My favorite type of yogurt is Fage because I love the taste. I tried a few others, including Chobani and Oikos and I wasn't impressed with the taste. I gave up on Greek yogurt altogether until Fage came into my life. Once I learned it was manufactured in NYS, I ran to my local supermarket to see if it was on the shelves. It's been on my grocery shopping list every week since then.
Yesterday, as I was reading IDEA Fitness Journal, I came across the topic on the differences between Greek yogurt. I know my supermarket has exploded with options and I don't look at them since I am faithful to my brand but I have wondered why some are always on sale, what Yoplait and Dannon are doing in the greek yogurt business, and what's up with all those flavors?
Well, some "greek yogurt" isn't really greek yogurt. Argh! Get's annoying when manufacturing comes into play. Let me explain: Traditional Greek yogurt is made from a straining process where the liquid is strained out. The liquid contains most of the water and milk sugars that make "regular" yogurt watery. Straining the liquid out creates a thick yogurt that is high in protein. It takes more milk to make Greek yogurt this way and that's why strained yogurt is more expensive than other yogurts.

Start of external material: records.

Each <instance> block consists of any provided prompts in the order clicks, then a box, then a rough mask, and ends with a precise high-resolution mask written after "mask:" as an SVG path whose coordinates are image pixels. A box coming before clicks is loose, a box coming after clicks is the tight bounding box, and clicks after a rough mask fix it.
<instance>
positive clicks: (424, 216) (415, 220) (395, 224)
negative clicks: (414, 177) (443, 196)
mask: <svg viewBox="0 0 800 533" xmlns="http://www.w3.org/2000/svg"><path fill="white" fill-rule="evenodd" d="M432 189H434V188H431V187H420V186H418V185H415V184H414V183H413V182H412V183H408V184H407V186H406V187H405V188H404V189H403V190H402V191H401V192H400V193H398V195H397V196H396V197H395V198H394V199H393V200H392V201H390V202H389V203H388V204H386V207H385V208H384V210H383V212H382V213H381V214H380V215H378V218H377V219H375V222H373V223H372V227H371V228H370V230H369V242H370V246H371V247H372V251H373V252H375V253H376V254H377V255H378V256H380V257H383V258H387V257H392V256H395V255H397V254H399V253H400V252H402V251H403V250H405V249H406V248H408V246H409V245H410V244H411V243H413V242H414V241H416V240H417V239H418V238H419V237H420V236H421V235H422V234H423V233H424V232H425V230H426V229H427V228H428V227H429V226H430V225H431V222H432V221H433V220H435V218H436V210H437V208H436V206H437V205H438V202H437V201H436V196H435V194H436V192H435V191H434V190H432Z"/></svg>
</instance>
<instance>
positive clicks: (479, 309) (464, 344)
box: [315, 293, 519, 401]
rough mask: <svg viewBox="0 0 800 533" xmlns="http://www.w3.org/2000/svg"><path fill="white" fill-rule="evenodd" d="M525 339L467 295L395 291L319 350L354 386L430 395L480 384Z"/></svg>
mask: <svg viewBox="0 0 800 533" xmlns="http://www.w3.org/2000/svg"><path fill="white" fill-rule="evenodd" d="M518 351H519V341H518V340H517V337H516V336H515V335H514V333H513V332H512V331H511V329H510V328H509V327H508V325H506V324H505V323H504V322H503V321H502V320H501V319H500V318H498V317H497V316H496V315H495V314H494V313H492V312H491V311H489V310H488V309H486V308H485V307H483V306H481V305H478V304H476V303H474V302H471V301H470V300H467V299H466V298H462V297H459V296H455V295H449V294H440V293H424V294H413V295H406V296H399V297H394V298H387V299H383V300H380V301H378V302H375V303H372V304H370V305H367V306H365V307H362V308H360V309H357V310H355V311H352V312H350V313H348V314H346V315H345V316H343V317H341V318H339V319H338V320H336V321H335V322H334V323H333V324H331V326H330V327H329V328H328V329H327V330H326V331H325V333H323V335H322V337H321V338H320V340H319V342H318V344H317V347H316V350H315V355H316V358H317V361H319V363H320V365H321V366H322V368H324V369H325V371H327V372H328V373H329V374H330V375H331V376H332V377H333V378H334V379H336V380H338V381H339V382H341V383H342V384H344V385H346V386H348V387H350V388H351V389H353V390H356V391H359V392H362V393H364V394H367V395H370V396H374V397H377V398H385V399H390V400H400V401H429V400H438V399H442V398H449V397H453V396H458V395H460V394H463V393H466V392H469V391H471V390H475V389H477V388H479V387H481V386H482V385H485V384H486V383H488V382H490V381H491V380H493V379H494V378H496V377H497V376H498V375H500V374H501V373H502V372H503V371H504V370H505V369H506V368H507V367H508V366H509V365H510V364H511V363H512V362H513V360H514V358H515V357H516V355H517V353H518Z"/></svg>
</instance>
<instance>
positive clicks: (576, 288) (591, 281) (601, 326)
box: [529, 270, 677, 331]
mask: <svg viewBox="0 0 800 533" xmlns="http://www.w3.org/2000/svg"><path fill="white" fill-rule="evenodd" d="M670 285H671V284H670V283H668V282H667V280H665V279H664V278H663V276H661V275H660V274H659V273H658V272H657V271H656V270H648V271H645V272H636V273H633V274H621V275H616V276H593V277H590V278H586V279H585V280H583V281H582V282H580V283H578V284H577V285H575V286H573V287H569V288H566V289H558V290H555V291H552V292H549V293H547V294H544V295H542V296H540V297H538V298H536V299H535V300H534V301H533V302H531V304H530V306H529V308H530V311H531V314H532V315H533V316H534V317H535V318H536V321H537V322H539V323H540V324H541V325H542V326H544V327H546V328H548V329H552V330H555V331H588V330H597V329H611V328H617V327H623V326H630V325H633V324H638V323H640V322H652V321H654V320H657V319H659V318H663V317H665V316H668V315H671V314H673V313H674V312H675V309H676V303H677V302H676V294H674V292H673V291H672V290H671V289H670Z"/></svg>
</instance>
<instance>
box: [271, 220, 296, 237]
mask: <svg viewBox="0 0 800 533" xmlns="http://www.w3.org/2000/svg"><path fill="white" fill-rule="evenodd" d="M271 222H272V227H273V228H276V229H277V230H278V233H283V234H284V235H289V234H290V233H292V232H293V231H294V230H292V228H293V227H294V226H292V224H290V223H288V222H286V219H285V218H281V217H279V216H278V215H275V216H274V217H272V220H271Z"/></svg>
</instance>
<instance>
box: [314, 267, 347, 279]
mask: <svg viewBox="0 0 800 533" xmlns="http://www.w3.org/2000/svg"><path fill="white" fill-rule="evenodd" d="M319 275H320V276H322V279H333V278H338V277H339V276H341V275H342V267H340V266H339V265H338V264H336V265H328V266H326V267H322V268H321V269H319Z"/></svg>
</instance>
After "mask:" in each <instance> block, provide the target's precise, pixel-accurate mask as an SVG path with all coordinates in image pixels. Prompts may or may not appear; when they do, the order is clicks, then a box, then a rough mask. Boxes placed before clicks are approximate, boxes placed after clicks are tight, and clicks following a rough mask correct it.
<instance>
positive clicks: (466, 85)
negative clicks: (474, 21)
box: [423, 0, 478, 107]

As always happens, the greek yogurt boom in the United States made yogurt manufacturers interested in lowering costs in order to stay competitive. Some of the "greek yogurt" you buy may have cornstarch, pectin, gelatin or carob bean gum in it to achieve the thick nature. Yoplait is one of them. Less milk is used, so the price drops, the calorie count drops and the protein content drops but so authenticity and quality. We all know Americans look for inexpensive, low calorie options. So these customers found a way to fulfill that need.

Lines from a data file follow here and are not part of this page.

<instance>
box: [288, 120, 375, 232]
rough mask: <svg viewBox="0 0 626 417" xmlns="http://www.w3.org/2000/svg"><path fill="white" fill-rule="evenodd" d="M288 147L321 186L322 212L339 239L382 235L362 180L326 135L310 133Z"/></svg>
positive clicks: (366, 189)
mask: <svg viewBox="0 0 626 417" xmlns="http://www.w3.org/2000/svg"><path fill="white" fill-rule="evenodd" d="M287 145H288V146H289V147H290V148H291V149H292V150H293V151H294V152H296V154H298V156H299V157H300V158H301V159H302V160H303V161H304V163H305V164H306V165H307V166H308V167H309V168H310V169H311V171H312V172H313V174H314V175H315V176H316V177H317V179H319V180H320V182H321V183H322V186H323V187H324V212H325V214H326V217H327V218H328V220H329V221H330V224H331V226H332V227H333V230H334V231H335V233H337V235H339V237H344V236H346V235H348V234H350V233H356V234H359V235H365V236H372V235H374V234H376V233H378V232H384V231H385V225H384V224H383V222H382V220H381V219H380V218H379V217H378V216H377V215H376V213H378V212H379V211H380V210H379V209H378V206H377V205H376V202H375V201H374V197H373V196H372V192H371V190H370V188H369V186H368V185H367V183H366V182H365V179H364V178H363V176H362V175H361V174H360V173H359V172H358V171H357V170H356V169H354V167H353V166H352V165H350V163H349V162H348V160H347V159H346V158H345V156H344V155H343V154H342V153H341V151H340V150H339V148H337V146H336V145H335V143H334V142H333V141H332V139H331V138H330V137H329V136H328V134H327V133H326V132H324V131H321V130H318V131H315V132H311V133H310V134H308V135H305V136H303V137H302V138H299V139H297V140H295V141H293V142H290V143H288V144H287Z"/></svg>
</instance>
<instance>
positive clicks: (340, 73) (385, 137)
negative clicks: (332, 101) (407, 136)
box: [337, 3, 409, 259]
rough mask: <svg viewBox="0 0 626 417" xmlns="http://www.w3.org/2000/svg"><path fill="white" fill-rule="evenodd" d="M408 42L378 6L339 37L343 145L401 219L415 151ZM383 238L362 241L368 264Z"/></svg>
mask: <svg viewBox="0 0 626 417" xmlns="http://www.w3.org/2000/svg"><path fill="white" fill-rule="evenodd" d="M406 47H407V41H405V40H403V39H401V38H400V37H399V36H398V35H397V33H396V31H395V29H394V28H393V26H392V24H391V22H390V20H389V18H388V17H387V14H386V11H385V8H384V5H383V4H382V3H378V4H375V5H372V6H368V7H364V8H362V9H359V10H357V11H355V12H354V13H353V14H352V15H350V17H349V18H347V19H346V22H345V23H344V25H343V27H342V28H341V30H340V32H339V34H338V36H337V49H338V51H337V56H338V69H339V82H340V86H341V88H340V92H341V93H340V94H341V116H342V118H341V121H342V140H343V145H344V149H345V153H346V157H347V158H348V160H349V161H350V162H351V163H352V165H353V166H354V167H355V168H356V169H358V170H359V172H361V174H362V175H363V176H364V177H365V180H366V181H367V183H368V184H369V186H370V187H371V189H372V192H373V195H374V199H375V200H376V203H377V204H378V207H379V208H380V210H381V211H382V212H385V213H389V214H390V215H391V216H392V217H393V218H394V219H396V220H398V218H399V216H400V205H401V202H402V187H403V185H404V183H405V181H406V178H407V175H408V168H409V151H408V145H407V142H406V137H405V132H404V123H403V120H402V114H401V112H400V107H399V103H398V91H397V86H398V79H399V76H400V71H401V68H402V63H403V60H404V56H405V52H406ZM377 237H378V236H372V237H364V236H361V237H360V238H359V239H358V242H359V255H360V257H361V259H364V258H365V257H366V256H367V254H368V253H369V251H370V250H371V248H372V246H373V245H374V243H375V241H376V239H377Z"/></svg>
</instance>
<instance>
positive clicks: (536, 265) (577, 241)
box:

However, this is one of those "buyer beware" scenarios. It's sad to say but I can bet that these manufacturers of "Greek yogurt" made with thickening agent are also the same ones spending tons of marketing money on colorful packaging and supermarket displays. Please read the labels of your favorite yogurt.

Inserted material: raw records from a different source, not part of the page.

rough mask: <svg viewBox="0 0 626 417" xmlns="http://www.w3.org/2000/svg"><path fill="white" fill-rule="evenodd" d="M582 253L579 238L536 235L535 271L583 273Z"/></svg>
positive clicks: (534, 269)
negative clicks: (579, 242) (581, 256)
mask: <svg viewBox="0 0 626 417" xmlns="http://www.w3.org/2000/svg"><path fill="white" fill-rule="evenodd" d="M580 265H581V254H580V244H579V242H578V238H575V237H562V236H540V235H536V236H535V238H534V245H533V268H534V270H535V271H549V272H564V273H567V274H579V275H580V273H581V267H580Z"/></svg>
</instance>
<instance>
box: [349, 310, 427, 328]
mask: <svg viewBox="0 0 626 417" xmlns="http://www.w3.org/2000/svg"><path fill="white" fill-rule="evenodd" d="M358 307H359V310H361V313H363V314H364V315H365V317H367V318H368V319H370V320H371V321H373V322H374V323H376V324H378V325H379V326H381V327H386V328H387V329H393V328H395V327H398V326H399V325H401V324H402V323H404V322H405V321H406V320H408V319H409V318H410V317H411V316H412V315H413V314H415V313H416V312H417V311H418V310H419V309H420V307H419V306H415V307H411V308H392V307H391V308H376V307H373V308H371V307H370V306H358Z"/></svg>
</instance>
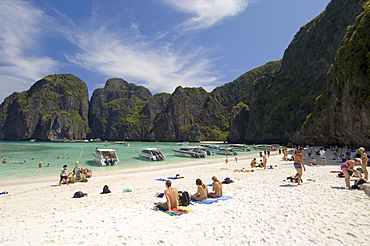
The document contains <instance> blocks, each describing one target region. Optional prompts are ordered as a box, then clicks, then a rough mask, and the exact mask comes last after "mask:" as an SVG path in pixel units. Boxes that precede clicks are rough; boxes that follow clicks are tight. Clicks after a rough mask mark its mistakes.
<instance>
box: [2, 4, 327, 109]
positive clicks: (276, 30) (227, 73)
mask: <svg viewBox="0 0 370 246" xmlns="http://www.w3.org/2000/svg"><path fill="white" fill-rule="evenodd" d="M329 2H330V1H329V0H84V1H82V0H81V1H76V0H63V1H55V0H43V1H38V0H27V1H26V0H2V1H0V23H1V25H0V102H2V101H3V100H4V98H5V97H7V96H9V95H10V94H11V93H13V92H21V91H24V90H28V89H29V88H30V86H31V85H32V84H33V83H35V82H36V81H37V80H39V79H41V78H42V77H44V76H47V75H49V74H59V73H70V74H73V75H75V76H77V77H79V78H81V79H82V80H83V81H84V82H86V84H87V86H88V88H89V94H90V96H91V93H92V92H93V90H94V89H96V88H102V87H104V84H105V82H106V80H107V79H109V78H115V77H118V78H123V79H125V80H126V81H128V82H130V83H135V84H137V85H143V86H145V87H147V88H148V89H149V90H150V91H151V92H152V93H153V94H155V93H158V92H168V93H172V92H173V90H174V89H175V88H176V87H177V86H178V85H181V86H183V87H204V88H205V89H206V90H208V91H211V90H212V89H214V88H215V87H217V86H219V85H222V84H225V83H228V82H231V81H233V80H234V79H236V78H237V77H239V76H240V75H242V74H243V73H245V72H247V71H249V70H251V69H253V68H256V67H258V66H261V65H263V64H265V63H266V62H269V61H273V60H279V59H281V58H282V57H283V54H284V50H285V49H286V48H287V47H288V45H289V43H290V42H291V40H292V38H293V36H294V35H295V34H296V33H297V31H298V30H299V28H300V27H301V26H303V25H305V24H307V23H308V22H309V21H311V20H312V19H313V18H314V17H316V16H317V15H318V14H320V13H321V12H322V11H323V10H324V9H325V7H326V5H327V4H328V3H329Z"/></svg>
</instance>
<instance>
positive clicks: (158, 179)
mask: <svg viewBox="0 0 370 246" xmlns="http://www.w3.org/2000/svg"><path fill="white" fill-rule="evenodd" d="M155 180H157V181H167V180H168V179H155Z"/></svg>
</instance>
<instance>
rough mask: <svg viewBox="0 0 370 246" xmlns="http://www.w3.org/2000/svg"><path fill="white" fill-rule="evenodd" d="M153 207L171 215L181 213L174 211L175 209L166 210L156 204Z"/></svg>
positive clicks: (169, 214) (177, 214)
mask: <svg viewBox="0 0 370 246" xmlns="http://www.w3.org/2000/svg"><path fill="white" fill-rule="evenodd" d="M154 209H156V210H159V211H162V212H163V213H166V214H168V215H171V216H174V215H181V213H178V212H175V211H171V212H168V210H166V209H164V208H162V207H160V206H158V205H156V206H154Z"/></svg>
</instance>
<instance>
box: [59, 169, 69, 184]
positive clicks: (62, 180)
mask: <svg viewBox="0 0 370 246" xmlns="http://www.w3.org/2000/svg"><path fill="white" fill-rule="evenodd" d="M62 181H64V182H65V183H66V184H68V181H69V179H68V174H67V165H64V166H63V168H62V170H61V171H60V180H59V185H60V184H61V183H62Z"/></svg>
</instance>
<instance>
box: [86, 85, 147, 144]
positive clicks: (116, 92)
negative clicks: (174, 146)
mask: <svg viewBox="0 0 370 246" xmlns="http://www.w3.org/2000/svg"><path fill="white" fill-rule="evenodd" d="M150 97H152V94H151V92H150V91H149V90H148V89H147V88H145V87H143V86H137V85H134V84H131V83H128V82H126V81H125V80H123V79H119V78H113V79H109V80H107V82H106V84H105V87H104V88H102V89H96V90H94V92H93V95H92V97H91V100H90V107H89V126H90V128H91V134H89V137H90V138H101V139H108V140H127V139H130V140H141V139H143V136H145V135H148V131H149V129H148V126H147V125H142V124H140V123H141V119H142V118H146V117H149V118H150V117H153V116H150V113H149V115H144V114H143V113H142V110H143V109H144V107H145V106H146V104H147V101H148V99H149V98H150Z"/></svg>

I looked up Fage yogurt on their website and on other websites and they stick to the traditional straining method of making Greek yogurt. Their package is white- it's plain and many times it's lost in the plethora of options. Let's get smarter about what we buy and tell these companies that add unnecessary additives to our foods to STOP! We know what you're doing and we are smarter than you.
P.S. I know cost is a factor but my suggestion it to spend the money to buy your yogurt without the extra additives and just eat less of it. Make it an every other day snack versus a daily snack.